For those of you interested in understanding how processors architecture matters especially in AI, here is the link to the Intel Architecture Day 2021 … including subjects like caching, registers, INT, FLOAT, AMX, Matrix Multiplication, multi-threading and most of all the convergence to hybrid architecture … Tons of useful under the hood information to understand on how maximum performance can be achieved and the coming boost on processors, may it be in mobility, desktop or servers.

2 Likes

For small arithmetic tests, do not forget -O or set the Prolog flag optimise to true before compiling. Changes the runtime for this test from 0.200 to 0.138 for me :slight_smile:

SWI-Prolog’s GC is pretty aggressive, generally preferring GC over stack expansion. This is due to its focus on multi threading that make it attractive to keep the memory usage of threads low.

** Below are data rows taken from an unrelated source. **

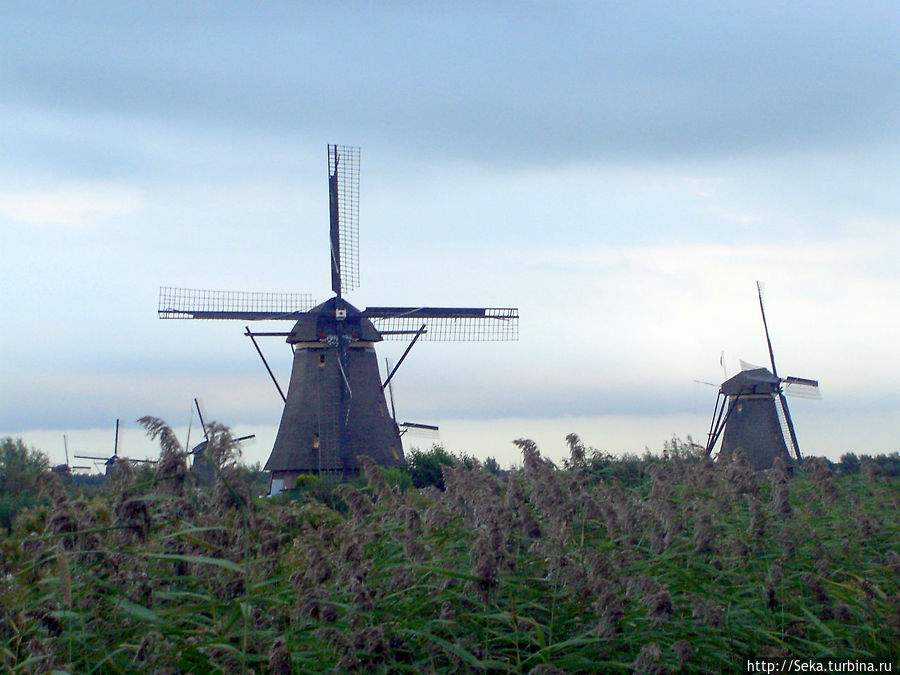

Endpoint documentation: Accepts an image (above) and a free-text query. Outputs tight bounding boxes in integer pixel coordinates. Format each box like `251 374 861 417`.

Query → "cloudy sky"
0 0 900 463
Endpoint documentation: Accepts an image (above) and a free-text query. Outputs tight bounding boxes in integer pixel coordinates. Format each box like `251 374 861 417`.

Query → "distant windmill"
706 281 821 469
50 434 91 476
75 420 156 475
187 398 256 483
158 145 519 492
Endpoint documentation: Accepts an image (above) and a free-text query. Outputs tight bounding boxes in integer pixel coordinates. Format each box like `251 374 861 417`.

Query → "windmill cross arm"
159 308 303 321
362 307 519 342
363 307 519 319
158 286 315 321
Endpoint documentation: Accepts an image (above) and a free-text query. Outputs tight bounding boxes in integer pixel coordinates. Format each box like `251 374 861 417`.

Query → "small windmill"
706 281 821 469
158 145 519 492
75 420 156 475
187 398 256 483
50 434 91 476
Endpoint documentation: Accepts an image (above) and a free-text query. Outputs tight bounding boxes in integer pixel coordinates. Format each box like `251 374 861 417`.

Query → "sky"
0 0 900 464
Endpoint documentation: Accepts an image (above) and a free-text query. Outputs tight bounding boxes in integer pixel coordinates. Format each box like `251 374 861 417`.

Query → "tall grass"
0 430 900 673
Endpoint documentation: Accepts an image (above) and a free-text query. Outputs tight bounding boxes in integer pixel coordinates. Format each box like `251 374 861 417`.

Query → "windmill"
706 281 821 469
187 398 256 483
158 145 519 492
50 434 91 476
75 420 155 475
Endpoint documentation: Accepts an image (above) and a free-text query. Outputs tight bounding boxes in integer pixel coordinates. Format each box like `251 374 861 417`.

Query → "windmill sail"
363 307 519 342
328 145 359 297
157 286 316 321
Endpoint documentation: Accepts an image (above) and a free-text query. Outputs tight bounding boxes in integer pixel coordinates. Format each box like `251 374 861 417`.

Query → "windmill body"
158 145 519 494
718 368 791 469
264 298 403 485
706 282 821 470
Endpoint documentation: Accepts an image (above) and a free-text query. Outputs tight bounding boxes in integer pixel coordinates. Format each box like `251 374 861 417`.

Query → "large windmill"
159 145 519 492
706 281 821 469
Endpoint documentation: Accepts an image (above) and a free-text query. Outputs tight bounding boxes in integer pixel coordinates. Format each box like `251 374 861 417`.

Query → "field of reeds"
0 430 900 674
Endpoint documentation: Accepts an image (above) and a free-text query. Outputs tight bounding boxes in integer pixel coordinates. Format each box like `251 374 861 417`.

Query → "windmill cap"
720 368 781 396
287 297 381 344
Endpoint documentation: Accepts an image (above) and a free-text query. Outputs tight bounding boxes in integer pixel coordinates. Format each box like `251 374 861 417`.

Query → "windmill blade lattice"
328 145 359 295
363 307 519 342
158 286 315 321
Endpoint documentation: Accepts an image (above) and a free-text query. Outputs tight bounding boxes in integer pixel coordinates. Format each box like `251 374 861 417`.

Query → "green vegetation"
0 434 900 673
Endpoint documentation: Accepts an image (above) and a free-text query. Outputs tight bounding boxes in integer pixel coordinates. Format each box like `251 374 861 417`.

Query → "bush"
406 443 455 490
0 437 50 531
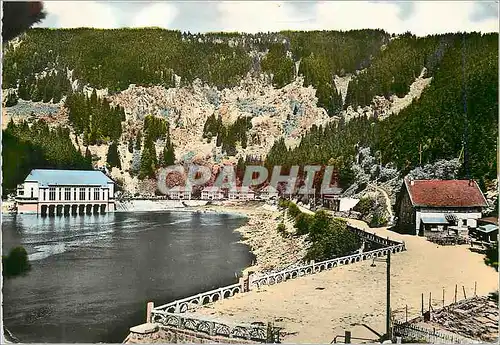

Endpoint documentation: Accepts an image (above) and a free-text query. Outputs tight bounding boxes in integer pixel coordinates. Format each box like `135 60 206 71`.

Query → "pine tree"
5 92 18 107
85 146 92 164
135 131 142 151
139 135 158 179
128 139 134 153
106 142 122 169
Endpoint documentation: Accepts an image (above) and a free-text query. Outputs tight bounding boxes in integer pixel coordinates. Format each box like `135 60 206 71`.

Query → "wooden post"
418 144 422 166
422 294 424 315
266 322 274 344
429 292 432 315
146 302 155 323
344 331 351 344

Minor GC pays off for programs that carry huge terms around which are not modified (a lot). If the code produces a lot of garbage a major GC will process the entire stacks, including the huge term. GC time is (roughly) linear in the size of the reachable memory (with a much smaller linear component for the non-reachable memory). Using minor GC memory can be kept close to the memory required by the huge terms without slowing down too much. Using only major GC we can only keep acceptable performance if we allow memory to grow to a couple of times the amount required for the huge terms. And yes, Mat’s excellent paper on SICStus GC describes both major and minor GC (called generational GC in the paper if I recall correctly). SWI-Prolog’s GC follows the paper quite closely, but only implements major GC.

Stack GC is local to a thread, so no reason to stop the world. In fact, the shared object garbage collectors for atoms and clauses do not stop the world either :slight_smile:

statistics/0 reports the shifts and time for them separately.